Ces dernières semaines, une information a fait le tour des réseaux sociaux, des médias francophones (Positivr, FranceTVinfo, Ouest-France, etc.) et anglophones (Reuters, DailyMail, BBC, etc.): le Kenya connaîtrait un baby-boom d’éléphants et leur population aurait plus que doublé depuis 1989 pour passer de 16 000 à 34 800 individus en 2019. Un chiffre exceptionnellement positif alors que la destruction de l’habitat des éléphants se poursuit et que le braconnage reste très élevé, un chiffre d’autant plus douteux qu’il provient du ministère du tourisme kényan et du Kenya Wildlife Service.
D’après le Great Elephant Census (GEC), soit le plus exhaustif et important comptage aérien d’éléphants réalisé depuis plus de 40 ans en Afrique, le nombre d’éléphants au Kenya s’élevait à 25 959 en août 2016. Même avec un baby-boom, il paraît hautement improbable que la population d’éléphants du pays puisse croître de 31%, soit plus de 8 000 individus, en à peine 4 ans. Le rapport précise par ailleurs que la population était « relativement stable ». En outre, la courbe d’évolution en forme de « U » de la population d’éléphants entre 1995 et 2015 ne semble pas refléter l’annonce dithyrambique des autorités kényanes.

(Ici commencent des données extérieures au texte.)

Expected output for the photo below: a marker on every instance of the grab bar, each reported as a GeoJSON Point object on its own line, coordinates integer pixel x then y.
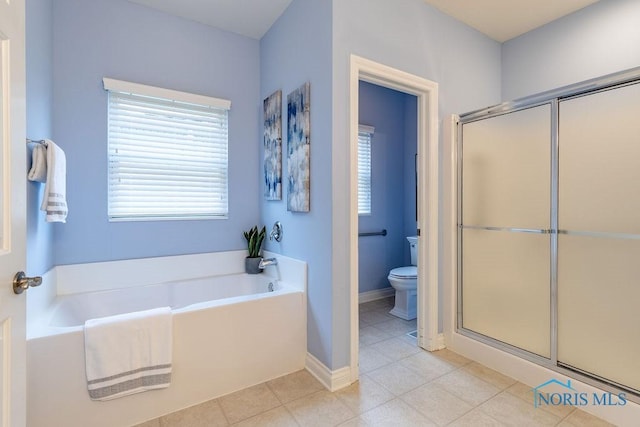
{"type": "Point", "coordinates": [374, 233]}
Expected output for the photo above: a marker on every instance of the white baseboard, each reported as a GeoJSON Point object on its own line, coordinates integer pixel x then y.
{"type": "Point", "coordinates": [331, 380]}
{"type": "Point", "coordinates": [375, 294]}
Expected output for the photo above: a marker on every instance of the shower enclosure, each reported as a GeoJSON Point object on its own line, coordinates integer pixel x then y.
{"type": "Point", "coordinates": [549, 229]}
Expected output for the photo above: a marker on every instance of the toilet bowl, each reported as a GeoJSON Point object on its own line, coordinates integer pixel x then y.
{"type": "Point", "coordinates": [405, 281]}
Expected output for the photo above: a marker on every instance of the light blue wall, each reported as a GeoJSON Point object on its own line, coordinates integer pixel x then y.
{"type": "Point", "coordinates": [600, 39]}
{"type": "Point", "coordinates": [297, 49]}
{"type": "Point", "coordinates": [392, 185]}
{"type": "Point", "coordinates": [411, 148]}
{"type": "Point", "coordinates": [39, 64]}
{"type": "Point", "coordinates": [122, 40]}
{"type": "Point", "coordinates": [414, 37]}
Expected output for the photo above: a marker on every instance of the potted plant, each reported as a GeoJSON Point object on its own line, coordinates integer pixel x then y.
{"type": "Point", "coordinates": [254, 243]}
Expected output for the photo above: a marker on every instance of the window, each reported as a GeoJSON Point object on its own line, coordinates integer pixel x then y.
{"type": "Point", "coordinates": [168, 154]}
{"type": "Point", "coordinates": [365, 133]}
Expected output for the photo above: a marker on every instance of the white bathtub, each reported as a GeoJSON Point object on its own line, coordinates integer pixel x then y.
{"type": "Point", "coordinates": [231, 331]}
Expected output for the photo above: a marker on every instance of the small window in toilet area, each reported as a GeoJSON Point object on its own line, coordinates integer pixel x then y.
{"type": "Point", "coordinates": [167, 154]}
{"type": "Point", "coordinates": [365, 135]}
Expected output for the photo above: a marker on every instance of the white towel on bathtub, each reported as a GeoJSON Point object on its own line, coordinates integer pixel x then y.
{"type": "Point", "coordinates": [128, 353]}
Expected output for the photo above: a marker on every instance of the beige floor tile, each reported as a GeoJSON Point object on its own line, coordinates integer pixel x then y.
{"type": "Point", "coordinates": [294, 386]}
{"type": "Point", "coordinates": [394, 413]}
{"type": "Point", "coordinates": [494, 378]}
{"type": "Point", "coordinates": [408, 338]}
{"type": "Point", "coordinates": [207, 414]}
{"type": "Point", "coordinates": [370, 359]}
{"type": "Point", "coordinates": [436, 403]}
{"type": "Point", "coordinates": [513, 411]}
{"type": "Point", "coordinates": [374, 317]}
{"type": "Point", "coordinates": [354, 422]}
{"type": "Point", "coordinates": [397, 326]}
{"type": "Point", "coordinates": [320, 409]}
{"type": "Point", "coordinates": [521, 391]}
{"type": "Point", "coordinates": [395, 348]}
{"type": "Point", "coordinates": [580, 418]}
{"type": "Point", "coordinates": [151, 423]}
{"type": "Point", "coordinates": [364, 395]}
{"type": "Point", "coordinates": [427, 365]}
{"type": "Point", "coordinates": [476, 418]}
{"type": "Point", "coordinates": [248, 402]}
{"type": "Point", "coordinates": [371, 335]}
{"type": "Point", "coordinates": [277, 417]}
{"type": "Point", "coordinates": [454, 358]}
{"type": "Point", "coordinates": [396, 378]}
{"type": "Point", "coordinates": [467, 387]}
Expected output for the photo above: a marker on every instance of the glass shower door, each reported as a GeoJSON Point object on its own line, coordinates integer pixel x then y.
{"type": "Point", "coordinates": [504, 222]}
{"type": "Point", "coordinates": [599, 235]}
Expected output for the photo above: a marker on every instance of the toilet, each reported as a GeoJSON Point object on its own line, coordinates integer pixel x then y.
{"type": "Point", "coordinates": [405, 281]}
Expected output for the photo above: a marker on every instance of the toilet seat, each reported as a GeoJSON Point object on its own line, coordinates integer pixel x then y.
{"type": "Point", "coordinates": [409, 272]}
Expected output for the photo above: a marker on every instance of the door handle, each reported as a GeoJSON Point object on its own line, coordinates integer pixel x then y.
{"type": "Point", "coordinates": [21, 282]}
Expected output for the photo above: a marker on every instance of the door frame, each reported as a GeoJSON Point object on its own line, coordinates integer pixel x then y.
{"type": "Point", "coordinates": [426, 92]}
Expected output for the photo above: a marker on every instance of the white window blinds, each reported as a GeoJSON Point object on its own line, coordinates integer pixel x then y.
{"type": "Point", "coordinates": [365, 134]}
{"type": "Point", "coordinates": [168, 153]}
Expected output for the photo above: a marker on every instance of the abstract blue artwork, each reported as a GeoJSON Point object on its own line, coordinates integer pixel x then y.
{"type": "Point", "coordinates": [298, 149]}
{"type": "Point", "coordinates": [273, 146]}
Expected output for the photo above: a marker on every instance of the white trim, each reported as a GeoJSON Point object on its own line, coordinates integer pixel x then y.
{"type": "Point", "coordinates": [375, 294]}
{"type": "Point", "coordinates": [331, 380]}
{"type": "Point", "coordinates": [158, 92]}
{"type": "Point", "coordinates": [366, 129]}
{"type": "Point", "coordinates": [427, 93]}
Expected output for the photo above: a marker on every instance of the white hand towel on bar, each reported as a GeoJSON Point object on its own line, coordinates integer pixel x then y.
{"type": "Point", "coordinates": [128, 353]}
{"type": "Point", "coordinates": [38, 171]}
{"type": "Point", "coordinates": [54, 200]}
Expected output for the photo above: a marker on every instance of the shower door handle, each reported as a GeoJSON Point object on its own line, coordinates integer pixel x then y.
{"type": "Point", "coordinates": [21, 282]}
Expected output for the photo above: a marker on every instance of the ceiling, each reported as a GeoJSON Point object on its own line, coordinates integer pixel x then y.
{"type": "Point", "coordinates": [499, 19]}
{"type": "Point", "coordinates": [503, 20]}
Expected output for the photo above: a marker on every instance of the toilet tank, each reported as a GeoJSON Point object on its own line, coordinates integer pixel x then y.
{"type": "Point", "coordinates": [413, 245]}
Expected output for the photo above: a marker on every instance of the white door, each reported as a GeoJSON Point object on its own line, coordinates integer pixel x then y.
{"type": "Point", "coordinates": [12, 212]}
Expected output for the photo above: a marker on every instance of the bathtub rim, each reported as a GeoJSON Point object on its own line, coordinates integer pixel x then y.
{"type": "Point", "coordinates": [40, 326]}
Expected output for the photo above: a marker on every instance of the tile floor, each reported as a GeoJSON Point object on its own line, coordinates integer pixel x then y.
{"type": "Point", "coordinates": [400, 385]}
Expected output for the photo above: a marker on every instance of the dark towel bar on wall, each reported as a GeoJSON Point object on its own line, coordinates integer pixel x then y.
{"type": "Point", "coordinates": [373, 233]}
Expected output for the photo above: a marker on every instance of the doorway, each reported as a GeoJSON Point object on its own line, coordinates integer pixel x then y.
{"type": "Point", "coordinates": [426, 93]}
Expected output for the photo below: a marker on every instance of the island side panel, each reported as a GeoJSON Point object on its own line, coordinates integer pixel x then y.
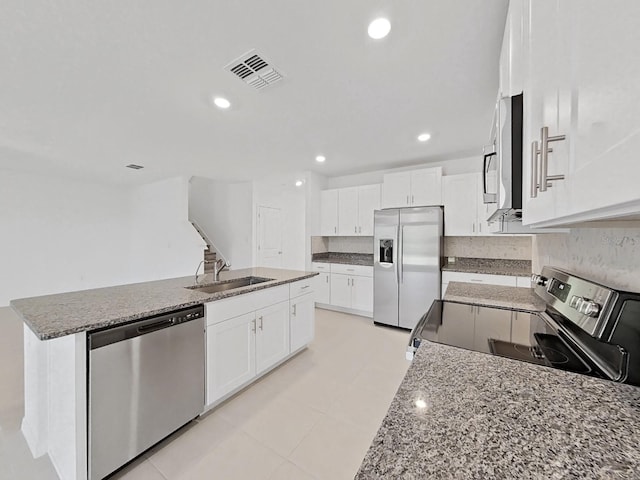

L’étude du GEC précise aussi : « Nous avons enregistré des taux de carcasses particulièrement élevés, indiquant potentiellement des niveaux de braconnage élevés, dans la partie nord du parc national de Tsavo Est, au Kenya (taux de carcasses de 52 %) ». Le taux de carcasse est la proportion d’éléphants morts sur le nombre total d’éléphants morts et vivants, il est utilisé comme indice de la mortalité relative des éléphants.
D’après les chiffres de l’Union Internationale pour la Conservation de la Nature (UICN) repris dans le rapport World Wildlife Crime Report 2020 des Nations Unies, la population d’éléphants au Kenya est passée de 24 669 en 2006 à 22 809 en 2015. Une évolution négative qui semble aller à l’encontre de la version officielle du ministère du tourisme kényan. Toujours d’après le World Wildlife Crime Report, la ville portuaire de Mombasa se place parmi les principales plaques tournantes du trafic mondial d’ivoire.
Le Kenya, comme d’autres pays en Afrique, compte plusieurs réserves transfrontalières. Les plaines herbeuses du Maasaï Mara au Kenya s’étendent vers le Serengeti, au-delà de la frontière, et le parc de Tsavo est lui aussi prolongé par une autre aire protégée en Tanzanie, le parc de Mkomazi. Les éléphants sont des animaux qui parcourent de longues distances, ils n’ont pas de nationalité et se moquent des frontières. Les éléphants comptés un jour au Kenya peuvent être aperçus le jour d’après en Tanzanie, et vice-versa. Par conséquent, cette comptabilité pratiquée à l’échelle d’un pays n’a pas vraiment d’utilité du point de vue de la protection des éléphants, elle sert surtout des intérêts économiques et politiques.
Dans la revue Yale Environment 360, un article publié en 2019 par l’écrivain, réalisateur et photographe sud-africain Adam Weltz relate une toute autre version concernant les relations entre le Kenya et sa faune sauvage. Des milliards de dollars d’investissement pour des projets d’infrastructure – routes, chemins de fer, centrales énergétiques (éolienne, géothermie et autres), lignes à haute tension – sont dédiés au « Kenya Vision 2030 », un plan du gouvernement pour accélérer l’industrialisation du pays. Nombreuses sont les infrastructures construites dans les parcs et les réserves iconiques. Parmi les financeurs, on retrouve la Chine et des organisations internationales finançant le développement dit « durable » (UNEP, Banque Mondiale, USAID, etc.).
Dernière précision concernant le GEC : la Namibie, un autre pays doté d’une industrie touristique importante, a refusé sans raison apparente que les équipes du GEC effectuent un comptage gratuit des éléphants sur son territoire. Preuve que le sujet de la faune sauvage est devenu un enjeu économique et politique et qu’il vaut mieux se méfier des informations présentant un tableau trop idyllique.